Resenha: Kahlen, uma jovem de dezenove anos, estava com a família a bordo de um navio até ter ouvido algo diferente no ar... Uma canção entorpecente atraiu a tripulação até o convés e todos ficaram em transe, sentindo uma enorme necessidade de se jogarem na água. Em meio ao naufrágio, Kahlen recobrou a consciência e lutou para voltar a superfície. Ela não queria morrer, não estava pronta, e desesperada ela ouviu uma voz... Kahlen foi puxada pra longe, foi salva pela própria Água, mas sair ilesa teria um preço a se pagar: Ela se tornaria uma sereia pelos próximos cem anos, e usaria a voz apenas para cantar e atrair as pessoas para o mar, assim como ela havia sido atraída. Somente após os término dos cem anos ela poderia usar a voz e teria a liberdade outra vez, e dentro desse tempo permaneceria sempre jovem, saudável e bonita. Oitenta anos se passaram desde então e, junto com Aisling, Elizabeth e Miaka, suas irmãs sereias, Kahlen cumpria sua sentença à risca, servindo à Água a cada chamado.
Até conhecer Akinli e tudo ficar diferente...

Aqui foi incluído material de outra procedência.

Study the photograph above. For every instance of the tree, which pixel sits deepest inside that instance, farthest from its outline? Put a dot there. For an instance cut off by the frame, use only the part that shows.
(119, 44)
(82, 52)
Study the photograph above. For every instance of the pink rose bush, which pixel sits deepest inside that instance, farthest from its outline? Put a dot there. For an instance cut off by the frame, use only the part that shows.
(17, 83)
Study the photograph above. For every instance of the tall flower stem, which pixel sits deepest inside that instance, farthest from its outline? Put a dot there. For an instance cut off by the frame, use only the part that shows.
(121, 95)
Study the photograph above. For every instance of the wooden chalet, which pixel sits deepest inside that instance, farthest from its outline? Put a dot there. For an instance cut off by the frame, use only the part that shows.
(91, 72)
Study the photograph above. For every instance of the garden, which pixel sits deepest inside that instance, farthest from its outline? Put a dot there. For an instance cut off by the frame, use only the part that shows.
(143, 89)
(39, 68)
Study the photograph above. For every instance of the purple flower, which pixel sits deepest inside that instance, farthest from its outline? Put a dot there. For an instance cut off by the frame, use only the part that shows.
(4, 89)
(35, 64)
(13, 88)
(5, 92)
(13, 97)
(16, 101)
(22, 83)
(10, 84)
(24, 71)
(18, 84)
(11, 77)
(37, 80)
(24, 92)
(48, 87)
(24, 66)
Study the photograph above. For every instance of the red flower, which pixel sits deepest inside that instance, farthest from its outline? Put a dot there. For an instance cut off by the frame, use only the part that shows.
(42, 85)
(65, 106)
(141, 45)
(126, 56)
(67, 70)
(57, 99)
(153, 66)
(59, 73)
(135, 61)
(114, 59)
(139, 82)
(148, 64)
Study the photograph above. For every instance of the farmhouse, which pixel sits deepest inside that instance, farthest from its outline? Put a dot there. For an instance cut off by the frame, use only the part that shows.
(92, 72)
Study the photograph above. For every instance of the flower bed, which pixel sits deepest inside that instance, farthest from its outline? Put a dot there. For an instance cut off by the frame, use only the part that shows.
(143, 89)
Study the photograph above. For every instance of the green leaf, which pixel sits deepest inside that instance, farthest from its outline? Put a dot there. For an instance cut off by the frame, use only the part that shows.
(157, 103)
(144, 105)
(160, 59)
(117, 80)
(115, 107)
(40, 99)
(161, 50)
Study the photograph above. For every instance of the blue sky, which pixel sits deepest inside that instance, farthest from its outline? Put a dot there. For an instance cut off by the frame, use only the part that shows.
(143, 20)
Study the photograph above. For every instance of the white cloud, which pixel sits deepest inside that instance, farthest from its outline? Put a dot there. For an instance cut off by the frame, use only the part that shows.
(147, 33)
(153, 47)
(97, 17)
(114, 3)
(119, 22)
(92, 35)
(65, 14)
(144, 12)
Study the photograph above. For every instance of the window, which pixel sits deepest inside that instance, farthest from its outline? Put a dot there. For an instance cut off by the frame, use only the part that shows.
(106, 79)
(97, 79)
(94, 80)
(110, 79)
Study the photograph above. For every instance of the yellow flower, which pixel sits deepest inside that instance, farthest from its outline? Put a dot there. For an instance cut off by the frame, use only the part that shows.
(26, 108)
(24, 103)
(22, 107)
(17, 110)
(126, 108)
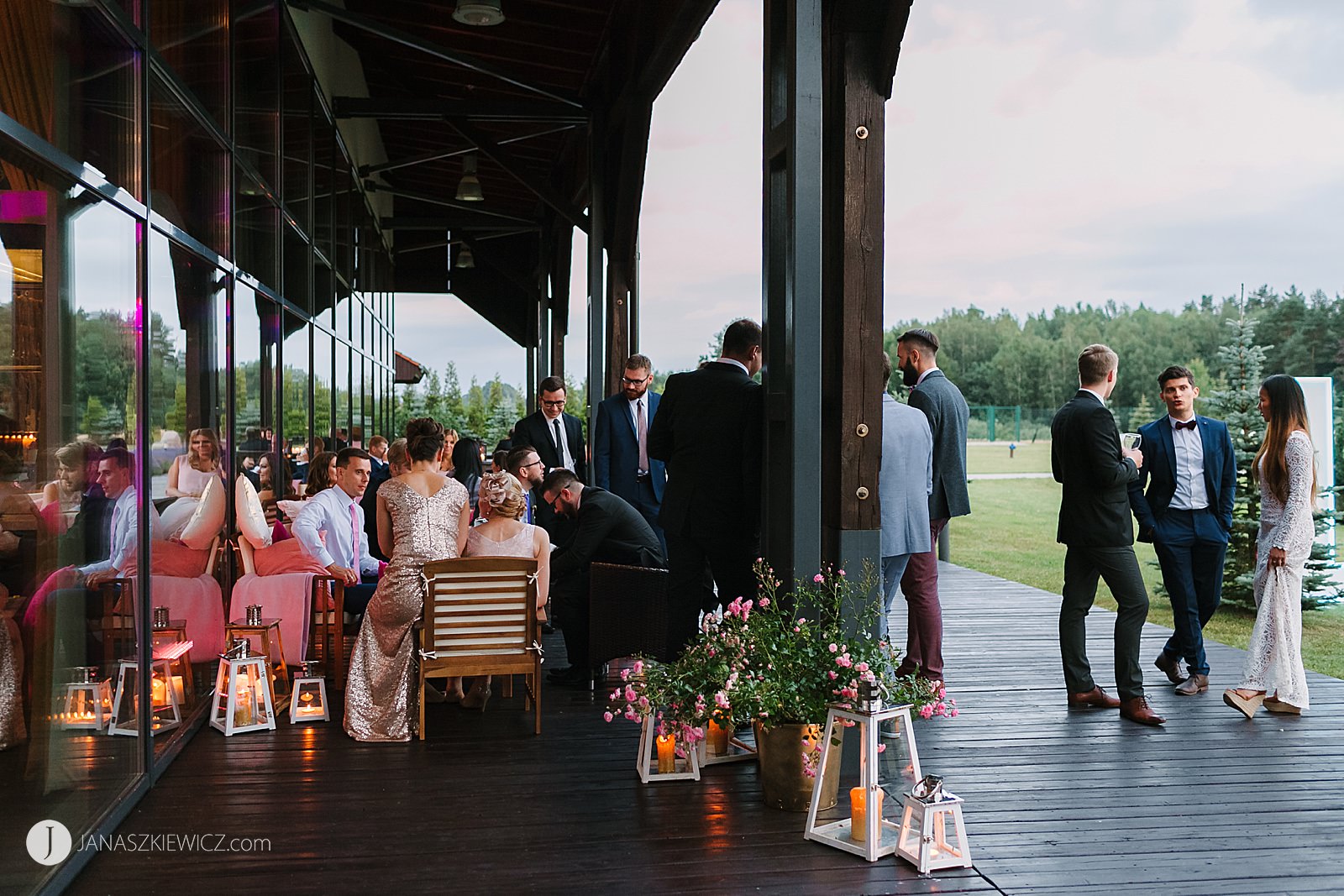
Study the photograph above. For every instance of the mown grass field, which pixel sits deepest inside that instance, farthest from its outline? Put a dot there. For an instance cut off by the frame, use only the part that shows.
(1011, 533)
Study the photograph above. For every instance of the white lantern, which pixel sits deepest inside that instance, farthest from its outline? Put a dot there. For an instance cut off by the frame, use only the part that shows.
(242, 692)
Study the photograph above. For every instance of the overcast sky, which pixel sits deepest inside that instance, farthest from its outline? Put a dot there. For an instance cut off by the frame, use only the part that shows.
(1039, 154)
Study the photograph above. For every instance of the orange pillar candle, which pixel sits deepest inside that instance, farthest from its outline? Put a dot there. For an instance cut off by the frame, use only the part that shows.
(718, 739)
(859, 812)
(667, 754)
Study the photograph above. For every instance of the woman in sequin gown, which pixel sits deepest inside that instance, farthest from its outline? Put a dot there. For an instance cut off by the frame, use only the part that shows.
(1287, 473)
(423, 516)
(504, 535)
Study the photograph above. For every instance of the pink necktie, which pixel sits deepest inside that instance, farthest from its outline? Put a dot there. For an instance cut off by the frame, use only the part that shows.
(354, 537)
(642, 427)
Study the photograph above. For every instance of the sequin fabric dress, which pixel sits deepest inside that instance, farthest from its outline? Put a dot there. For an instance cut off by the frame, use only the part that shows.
(378, 692)
(1274, 653)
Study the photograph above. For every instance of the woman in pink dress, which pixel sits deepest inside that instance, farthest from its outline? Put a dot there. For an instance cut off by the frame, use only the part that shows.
(504, 535)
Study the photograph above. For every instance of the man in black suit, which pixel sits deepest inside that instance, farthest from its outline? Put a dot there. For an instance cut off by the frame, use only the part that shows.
(622, 461)
(608, 531)
(709, 432)
(557, 436)
(1095, 524)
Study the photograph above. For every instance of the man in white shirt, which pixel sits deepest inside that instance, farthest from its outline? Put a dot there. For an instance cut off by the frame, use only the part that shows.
(336, 515)
(1189, 472)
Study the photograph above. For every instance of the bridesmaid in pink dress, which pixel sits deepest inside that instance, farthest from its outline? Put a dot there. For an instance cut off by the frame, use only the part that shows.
(504, 535)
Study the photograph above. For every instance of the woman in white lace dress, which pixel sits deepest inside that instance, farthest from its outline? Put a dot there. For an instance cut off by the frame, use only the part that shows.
(1287, 473)
(504, 535)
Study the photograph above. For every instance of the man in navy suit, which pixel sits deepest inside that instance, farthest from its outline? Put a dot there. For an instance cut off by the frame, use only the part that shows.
(622, 461)
(1189, 470)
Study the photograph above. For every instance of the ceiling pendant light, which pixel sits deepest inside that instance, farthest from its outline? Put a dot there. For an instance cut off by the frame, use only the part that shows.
(479, 13)
(470, 188)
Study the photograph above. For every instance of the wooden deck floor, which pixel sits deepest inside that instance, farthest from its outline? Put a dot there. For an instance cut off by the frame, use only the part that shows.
(1055, 802)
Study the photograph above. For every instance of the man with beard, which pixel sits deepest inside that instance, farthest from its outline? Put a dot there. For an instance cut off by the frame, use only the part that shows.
(942, 403)
(608, 531)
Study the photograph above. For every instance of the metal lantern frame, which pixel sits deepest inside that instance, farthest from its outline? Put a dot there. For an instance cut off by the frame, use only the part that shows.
(242, 667)
(880, 837)
(163, 718)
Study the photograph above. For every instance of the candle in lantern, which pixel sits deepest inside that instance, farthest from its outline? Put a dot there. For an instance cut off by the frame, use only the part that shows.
(859, 812)
(718, 739)
(667, 754)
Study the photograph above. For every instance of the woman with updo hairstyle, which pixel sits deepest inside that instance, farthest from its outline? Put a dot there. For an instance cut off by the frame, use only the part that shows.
(504, 535)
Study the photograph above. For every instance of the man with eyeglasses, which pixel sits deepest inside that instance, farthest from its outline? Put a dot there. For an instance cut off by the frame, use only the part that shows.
(558, 437)
(622, 461)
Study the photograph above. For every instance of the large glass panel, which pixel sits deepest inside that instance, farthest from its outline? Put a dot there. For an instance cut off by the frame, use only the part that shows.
(71, 78)
(257, 87)
(190, 170)
(295, 387)
(194, 40)
(71, 324)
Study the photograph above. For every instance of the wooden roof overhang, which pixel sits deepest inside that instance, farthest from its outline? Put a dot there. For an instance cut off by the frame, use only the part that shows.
(534, 98)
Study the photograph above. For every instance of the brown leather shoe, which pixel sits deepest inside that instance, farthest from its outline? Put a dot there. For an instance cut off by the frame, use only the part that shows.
(1193, 685)
(1169, 667)
(1095, 699)
(1137, 710)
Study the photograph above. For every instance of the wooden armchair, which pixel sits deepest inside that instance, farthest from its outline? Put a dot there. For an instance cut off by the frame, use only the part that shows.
(326, 631)
(480, 620)
(628, 613)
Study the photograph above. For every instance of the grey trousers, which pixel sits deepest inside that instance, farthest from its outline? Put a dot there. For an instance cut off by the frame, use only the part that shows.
(1119, 567)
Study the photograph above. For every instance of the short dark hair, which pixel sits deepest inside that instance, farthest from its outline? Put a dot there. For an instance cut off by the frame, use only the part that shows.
(558, 479)
(346, 456)
(517, 454)
(924, 340)
(741, 338)
(1175, 372)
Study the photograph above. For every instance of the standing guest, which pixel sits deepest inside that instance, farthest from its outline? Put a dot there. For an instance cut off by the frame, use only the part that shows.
(468, 469)
(187, 479)
(331, 528)
(322, 473)
(423, 517)
(709, 432)
(378, 473)
(622, 461)
(904, 490)
(608, 531)
(1285, 470)
(1189, 470)
(557, 436)
(942, 403)
(504, 535)
(1095, 524)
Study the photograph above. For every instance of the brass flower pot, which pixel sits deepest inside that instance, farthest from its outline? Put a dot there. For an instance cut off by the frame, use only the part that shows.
(780, 752)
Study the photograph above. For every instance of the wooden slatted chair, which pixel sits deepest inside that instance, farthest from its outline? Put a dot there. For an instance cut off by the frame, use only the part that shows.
(480, 620)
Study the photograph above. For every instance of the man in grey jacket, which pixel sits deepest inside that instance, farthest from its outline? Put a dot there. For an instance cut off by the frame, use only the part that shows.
(944, 406)
(904, 490)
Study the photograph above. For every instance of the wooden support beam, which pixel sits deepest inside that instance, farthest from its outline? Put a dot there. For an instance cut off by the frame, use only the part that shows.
(429, 47)
(517, 170)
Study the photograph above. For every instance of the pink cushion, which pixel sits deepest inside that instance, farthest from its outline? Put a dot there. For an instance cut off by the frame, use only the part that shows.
(286, 557)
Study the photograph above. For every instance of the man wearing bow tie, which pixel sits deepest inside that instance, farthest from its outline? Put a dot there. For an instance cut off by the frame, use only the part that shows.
(1189, 472)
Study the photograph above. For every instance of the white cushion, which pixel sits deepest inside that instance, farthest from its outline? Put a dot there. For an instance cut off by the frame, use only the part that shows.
(208, 519)
(252, 516)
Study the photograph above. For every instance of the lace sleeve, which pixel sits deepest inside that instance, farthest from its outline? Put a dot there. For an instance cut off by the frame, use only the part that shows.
(1297, 454)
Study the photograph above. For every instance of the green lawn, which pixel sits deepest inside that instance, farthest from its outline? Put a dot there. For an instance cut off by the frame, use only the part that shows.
(1011, 533)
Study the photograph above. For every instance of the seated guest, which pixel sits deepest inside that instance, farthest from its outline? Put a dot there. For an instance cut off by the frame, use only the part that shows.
(504, 535)
(336, 515)
(188, 477)
(608, 531)
(322, 473)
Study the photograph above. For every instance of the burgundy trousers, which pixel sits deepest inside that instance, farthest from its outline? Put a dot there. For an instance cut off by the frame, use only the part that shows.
(924, 637)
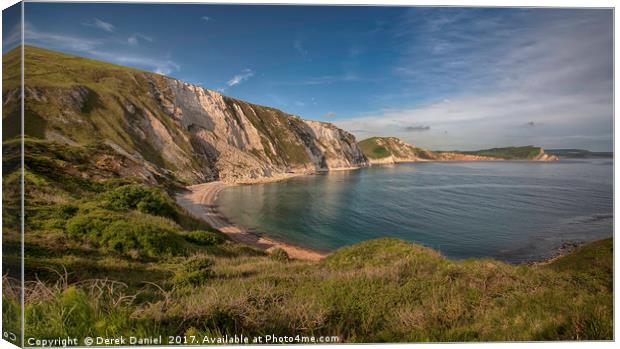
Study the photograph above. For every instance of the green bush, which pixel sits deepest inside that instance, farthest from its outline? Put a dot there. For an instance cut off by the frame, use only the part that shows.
(278, 254)
(148, 200)
(91, 224)
(196, 271)
(204, 238)
(144, 238)
(125, 234)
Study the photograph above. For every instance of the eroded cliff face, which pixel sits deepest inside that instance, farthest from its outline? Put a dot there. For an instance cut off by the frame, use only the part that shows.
(244, 141)
(171, 127)
(391, 150)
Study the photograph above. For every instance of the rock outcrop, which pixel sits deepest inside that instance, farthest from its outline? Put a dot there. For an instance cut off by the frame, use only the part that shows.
(172, 127)
(390, 150)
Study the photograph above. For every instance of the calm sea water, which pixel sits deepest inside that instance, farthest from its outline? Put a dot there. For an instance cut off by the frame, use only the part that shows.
(514, 211)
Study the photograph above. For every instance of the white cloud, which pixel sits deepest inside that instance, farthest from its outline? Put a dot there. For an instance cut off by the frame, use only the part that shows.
(97, 23)
(60, 41)
(556, 71)
(135, 38)
(241, 77)
(159, 66)
(298, 45)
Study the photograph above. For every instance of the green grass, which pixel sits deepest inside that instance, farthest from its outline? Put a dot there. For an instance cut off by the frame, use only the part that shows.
(507, 153)
(162, 273)
(372, 150)
(109, 253)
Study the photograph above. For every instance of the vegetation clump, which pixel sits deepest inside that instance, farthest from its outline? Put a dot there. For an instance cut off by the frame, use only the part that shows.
(204, 238)
(278, 254)
(196, 271)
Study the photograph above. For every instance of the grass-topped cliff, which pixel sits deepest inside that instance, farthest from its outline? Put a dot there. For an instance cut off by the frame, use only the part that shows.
(377, 148)
(108, 252)
(111, 254)
(529, 152)
(171, 126)
(392, 149)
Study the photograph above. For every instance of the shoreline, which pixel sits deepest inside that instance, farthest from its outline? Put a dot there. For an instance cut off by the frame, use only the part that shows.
(199, 201)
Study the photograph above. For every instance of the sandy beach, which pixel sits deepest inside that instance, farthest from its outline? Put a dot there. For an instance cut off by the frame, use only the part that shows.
(199, 201)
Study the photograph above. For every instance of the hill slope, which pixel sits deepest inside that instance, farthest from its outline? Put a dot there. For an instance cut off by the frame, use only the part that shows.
(386, 150)
(171, 126)
(130, 261)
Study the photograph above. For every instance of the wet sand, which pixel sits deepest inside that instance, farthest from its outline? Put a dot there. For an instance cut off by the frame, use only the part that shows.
(199, 201)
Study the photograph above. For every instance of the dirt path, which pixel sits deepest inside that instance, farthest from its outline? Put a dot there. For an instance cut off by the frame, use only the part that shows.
(199, 201)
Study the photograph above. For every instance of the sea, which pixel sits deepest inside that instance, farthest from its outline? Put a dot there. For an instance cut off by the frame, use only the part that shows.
(515, 211)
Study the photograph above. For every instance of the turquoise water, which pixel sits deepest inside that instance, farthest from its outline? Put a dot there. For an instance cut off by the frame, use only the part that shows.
(514, 211)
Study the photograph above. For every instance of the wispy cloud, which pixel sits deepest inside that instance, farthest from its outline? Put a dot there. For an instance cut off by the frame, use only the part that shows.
(95, 49)
(59, 41)
(298, 45)
(135, 38)
(98, 23)
(491, 74)
(159, 66)
(241, 77)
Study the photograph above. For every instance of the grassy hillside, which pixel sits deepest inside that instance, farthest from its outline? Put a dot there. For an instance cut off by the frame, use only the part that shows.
(372, 150)
(382, 147)
(508, 153)
(111, 255)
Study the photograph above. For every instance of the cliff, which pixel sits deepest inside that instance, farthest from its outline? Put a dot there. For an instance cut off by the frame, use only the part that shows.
(389, 150)
(171, 127)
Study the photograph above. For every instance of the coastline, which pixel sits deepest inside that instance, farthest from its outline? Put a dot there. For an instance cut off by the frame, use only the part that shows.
(200, 199)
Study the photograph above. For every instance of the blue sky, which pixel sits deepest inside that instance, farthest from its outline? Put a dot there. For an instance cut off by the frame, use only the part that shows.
(442, 78)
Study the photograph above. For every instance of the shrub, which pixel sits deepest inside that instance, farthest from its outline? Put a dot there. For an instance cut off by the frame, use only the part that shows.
(145, 238)
(278, 254)
(142, 198)
(204, 238)
(91, 224)
(196, 271)
(125, 234)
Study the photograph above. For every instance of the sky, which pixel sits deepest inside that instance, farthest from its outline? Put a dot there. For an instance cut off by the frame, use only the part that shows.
(440, 78)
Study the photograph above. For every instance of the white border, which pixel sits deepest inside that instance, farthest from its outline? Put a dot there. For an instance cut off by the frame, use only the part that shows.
(470, 3)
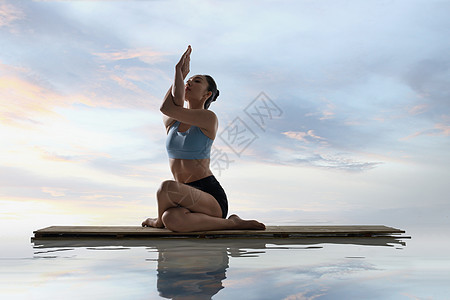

"Eu queria ser capaz de explicar como a interrupção de uma vida plena era melhor do que o prolongamento de uma vida vazia."Kierra Cass trouxe a mitologia das sereias com uma construção inteiramente nova e original no que diz respeito aos costumes e até mesmo à aparência. A cauda deu lugar as pernas mas a voz e o canto continuam fatais. Embora elas sejam sentenciadas a passar cem anos servindo à Água, elas vivem como pessoas comuns, fazem planos e se ocupam com atividades rotineiras, mas carregar o fardo de serem as responsáveis por tantas mortes é algo que não é nada fácil e Kahlen é a que mais sofre com isso. Sua sentença está chegando ao fim, mas após oitenta anos de devoção e obediência ela sente que vive uma vida que não lhe pertence, se culpa pelo que faz e não consegue ser feliz.
- Pág. 20
A narrativa é feita em primeira pessoa pelo ponto de vista de Kahlen, então ficamos a par de seus pensamentos e seus dilemas, sendo possível perceber claramente o quanto sua história é difícil e carregada de melancolia. O relacionamento com suas irmãs é algo muito bonito de se acompanhar pois elas são amigas, confidentes, cúmplices uma da outra e sempre estão alí quando necessário, mas embora tenham essa afinidade, Kahlen se sente deslocada por ter outros sonhos.
Ao conhecer Akinli, ela se apaixona e tudo o que passa a sentir ao compartilhar pequenos momentos junto a ele é forte o bastante para mudar tudo o que ela acreditava até então. Com relação a essa questão fiquei me questionando sobre a vida dela, pois tudo o que ela mais queria era encontrar alguém, se casar e ser feliz com o que pra ela era mais do que suficiente: o amor. Pode parecer estranho ela ser tão diferente das irmãs, que apesar de fazerem parte dessa irmandade carregada de segredos, vão pra balada e querem curtir a vida como podem, tirando proveito das brechas dessa prisão, mas embora ela pudesse ter usado toda a sua experiência de vida para atualizar sua concepção e fazer o mesmo, ela preferiu se recolher e acreditar que o que ela precisava era alguém a quem ela pudesse amar, da mesma forma como pudesse ser amada.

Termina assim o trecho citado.